階段を上がる最中に段差横に思わず目が行く。二階につながる上のほうの階段の二段目。小さく魔法陣の描かれた模様があった。あれがおそらくアンジェリーナが言っていたものだろう。それも紫色でかかれているもので、気味の悪い違和感をソフィリアは感じた。
連絡橋を渡り、すぐに渡り廊下へ着く。全部でこの校舎は二階建てでこの連絡橋につながっているのが二階だ。一階が1年A組とB組の教室。二階がCとD組だ。なので左右にそれぞれ教室があるがどれも自分たちの教室ではない。一階に降りるためにまた階段を探さなければならない。

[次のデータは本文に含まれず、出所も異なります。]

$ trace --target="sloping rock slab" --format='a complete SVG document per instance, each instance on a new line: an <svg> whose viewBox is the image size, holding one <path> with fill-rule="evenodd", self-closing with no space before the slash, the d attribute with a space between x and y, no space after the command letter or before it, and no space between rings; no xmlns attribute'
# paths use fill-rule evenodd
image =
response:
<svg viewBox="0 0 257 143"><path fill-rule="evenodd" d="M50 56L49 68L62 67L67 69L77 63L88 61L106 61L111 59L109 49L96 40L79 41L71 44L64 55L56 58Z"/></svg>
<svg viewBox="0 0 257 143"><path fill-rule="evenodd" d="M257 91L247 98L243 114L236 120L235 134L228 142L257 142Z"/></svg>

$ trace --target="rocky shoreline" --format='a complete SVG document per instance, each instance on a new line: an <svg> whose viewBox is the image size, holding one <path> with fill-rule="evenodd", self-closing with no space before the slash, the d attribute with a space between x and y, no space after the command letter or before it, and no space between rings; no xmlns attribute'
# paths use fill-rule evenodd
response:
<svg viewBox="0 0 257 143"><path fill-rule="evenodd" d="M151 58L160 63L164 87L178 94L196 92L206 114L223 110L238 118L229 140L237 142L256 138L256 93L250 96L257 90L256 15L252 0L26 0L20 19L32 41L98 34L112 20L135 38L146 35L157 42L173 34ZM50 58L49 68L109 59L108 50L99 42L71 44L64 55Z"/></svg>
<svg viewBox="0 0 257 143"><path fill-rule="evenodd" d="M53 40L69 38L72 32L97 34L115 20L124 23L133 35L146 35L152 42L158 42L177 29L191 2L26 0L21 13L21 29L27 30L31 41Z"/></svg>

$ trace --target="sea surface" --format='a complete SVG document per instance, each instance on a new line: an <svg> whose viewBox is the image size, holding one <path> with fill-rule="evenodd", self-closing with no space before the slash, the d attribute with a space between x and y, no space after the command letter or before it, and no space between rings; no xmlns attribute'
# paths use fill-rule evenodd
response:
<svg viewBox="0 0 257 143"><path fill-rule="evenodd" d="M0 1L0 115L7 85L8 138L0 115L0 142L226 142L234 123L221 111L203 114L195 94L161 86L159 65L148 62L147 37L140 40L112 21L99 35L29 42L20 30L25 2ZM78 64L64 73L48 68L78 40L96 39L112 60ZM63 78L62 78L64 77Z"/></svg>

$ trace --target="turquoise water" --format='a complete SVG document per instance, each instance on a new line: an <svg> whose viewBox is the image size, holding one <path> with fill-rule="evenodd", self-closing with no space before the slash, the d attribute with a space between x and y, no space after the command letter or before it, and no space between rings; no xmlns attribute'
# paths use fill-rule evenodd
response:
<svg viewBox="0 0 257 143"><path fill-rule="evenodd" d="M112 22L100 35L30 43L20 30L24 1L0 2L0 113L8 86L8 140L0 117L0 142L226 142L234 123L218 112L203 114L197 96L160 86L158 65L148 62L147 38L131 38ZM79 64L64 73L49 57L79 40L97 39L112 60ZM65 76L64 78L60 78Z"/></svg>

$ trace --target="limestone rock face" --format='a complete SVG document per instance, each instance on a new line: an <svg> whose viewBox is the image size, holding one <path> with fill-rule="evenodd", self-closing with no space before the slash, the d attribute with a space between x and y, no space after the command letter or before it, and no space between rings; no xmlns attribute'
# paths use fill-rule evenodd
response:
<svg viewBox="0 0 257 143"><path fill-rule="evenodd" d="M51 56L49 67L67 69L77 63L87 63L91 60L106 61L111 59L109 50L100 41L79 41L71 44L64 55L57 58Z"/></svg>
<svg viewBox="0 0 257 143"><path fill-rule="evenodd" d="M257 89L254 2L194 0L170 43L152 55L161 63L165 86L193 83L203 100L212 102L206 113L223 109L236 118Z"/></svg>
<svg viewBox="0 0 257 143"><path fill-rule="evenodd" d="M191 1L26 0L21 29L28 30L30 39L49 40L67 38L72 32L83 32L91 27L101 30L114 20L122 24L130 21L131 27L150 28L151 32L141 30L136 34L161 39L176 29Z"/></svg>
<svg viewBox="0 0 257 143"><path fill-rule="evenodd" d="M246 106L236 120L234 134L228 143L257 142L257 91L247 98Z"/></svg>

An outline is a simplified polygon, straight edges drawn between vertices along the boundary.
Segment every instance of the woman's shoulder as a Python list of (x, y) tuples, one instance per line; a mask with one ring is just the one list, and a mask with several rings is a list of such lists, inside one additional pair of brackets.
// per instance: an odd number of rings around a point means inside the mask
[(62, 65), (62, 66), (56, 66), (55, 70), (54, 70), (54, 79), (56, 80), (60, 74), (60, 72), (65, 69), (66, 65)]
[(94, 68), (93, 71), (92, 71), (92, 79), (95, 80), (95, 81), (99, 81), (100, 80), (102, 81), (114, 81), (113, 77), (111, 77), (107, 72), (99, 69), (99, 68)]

だが、階段に関してはすぐ目の前にあった。教室の間に大階段がありそこから下へ直接行けるようだ。ここまでくればソフィリアの案内はいらないようで、アンジェリーナはソフィリアに「階段降りましょう!」といって速足で降りていく。それにソフィリアもおいて行かれまいと食らいついた。